Trigriluzole With Nivolumab and Pembrolizumab in Treating Patients With Metastatic or Unresectable Solid Malignancies or Lymphoma

November 14, 2023 updated by: Biren Saraiya, MD, Rutgers, The State University of New Jersey

A Phase I Study to Evaluate the Safety of Trigriluzole (FC-4157/BHV-4157) in Combination With PD-1 Blocking Antibodies

This phase I trial studies the best dose and side effects of trigriluzole in combination with nivolumab and pembrolizumab in treating patients with solid malignancies or lymphoma that has spread to other places in the body or cannot be removed by surgery. Trigriluzole may stop the growth of tumor cells by blocking some of the enzymes needed for cell growth. Monoclonal antibodies, such as nivolumab and pembrolizumab, may interfere with the ability of tumor cells to grow and spread. Giving trigriluzole in combination with nivolumab and pembrolizumab may work better at treating patients with solid malignancies or lymphoma.

Study Overview

Detailed Description

PRIMARY OBJECTIVES:

I. The primary objective of this study is to determine the safety of trigriluzole in combination with PD-1 inhibiting antibodies, and to define a maximum tolerated dose (MTD) of trigriluzole in combination therapy.

SECONDARY OBJECTIVES:

I. To characterize the efficacy of the combination therapy. II. To identify markers of response to trigriluzole in the tumor microenvironment.
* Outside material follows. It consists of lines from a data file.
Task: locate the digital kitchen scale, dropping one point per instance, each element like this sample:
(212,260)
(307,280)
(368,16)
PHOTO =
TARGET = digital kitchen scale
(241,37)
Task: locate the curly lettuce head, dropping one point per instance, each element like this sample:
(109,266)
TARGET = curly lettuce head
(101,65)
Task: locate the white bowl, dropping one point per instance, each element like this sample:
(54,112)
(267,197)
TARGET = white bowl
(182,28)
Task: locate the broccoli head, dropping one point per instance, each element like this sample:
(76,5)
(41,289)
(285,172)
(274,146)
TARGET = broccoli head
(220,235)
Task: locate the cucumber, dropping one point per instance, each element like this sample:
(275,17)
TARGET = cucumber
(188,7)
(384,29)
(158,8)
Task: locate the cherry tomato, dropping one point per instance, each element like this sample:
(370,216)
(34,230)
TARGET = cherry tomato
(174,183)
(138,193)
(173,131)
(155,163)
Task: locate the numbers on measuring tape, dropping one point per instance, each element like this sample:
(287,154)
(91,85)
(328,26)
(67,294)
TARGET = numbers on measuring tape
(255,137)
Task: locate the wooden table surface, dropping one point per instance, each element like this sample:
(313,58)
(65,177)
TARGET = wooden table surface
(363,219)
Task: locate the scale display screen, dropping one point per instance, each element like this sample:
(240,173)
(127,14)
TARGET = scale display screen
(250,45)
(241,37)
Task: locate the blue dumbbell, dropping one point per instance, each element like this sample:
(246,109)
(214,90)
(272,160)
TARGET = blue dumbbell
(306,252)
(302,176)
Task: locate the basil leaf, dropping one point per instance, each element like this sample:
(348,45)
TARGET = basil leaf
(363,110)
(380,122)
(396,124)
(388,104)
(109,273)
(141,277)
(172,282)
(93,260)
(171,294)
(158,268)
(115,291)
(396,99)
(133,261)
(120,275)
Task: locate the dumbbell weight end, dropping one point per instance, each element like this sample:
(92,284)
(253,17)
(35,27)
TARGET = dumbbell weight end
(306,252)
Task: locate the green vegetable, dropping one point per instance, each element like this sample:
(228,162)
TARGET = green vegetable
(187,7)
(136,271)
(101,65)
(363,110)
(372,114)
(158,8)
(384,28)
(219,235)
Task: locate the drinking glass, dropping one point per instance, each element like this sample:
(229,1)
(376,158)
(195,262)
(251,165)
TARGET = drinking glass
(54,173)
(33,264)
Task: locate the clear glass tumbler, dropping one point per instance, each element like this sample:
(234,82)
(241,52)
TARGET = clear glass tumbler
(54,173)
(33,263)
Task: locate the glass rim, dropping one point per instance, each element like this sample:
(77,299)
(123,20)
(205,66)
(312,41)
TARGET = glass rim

OUTLINE: This is a dose-escalation study of trigriluzole.

Patients receive trigriluzole orally (PO) every other day (QOD), twice daily (BID), every morning (QAM) or every bedtime (QHS) on days -14 to -1. Patients then receive nivolumab intravenously (IV) over 60 minutes every 2 weeks beginning week 1 and trigriluzole PO QOD, BID, QAM or QHS. Once the MTD of trigriluzole with nivolumab is identified, patients receive pembrolizumab IV over 30 minutes every 3 weeks beginning week 1 and trigriluzole PO. Treatment repeats for up to 1 year in the absence of disease progression or unacceptable toxicity.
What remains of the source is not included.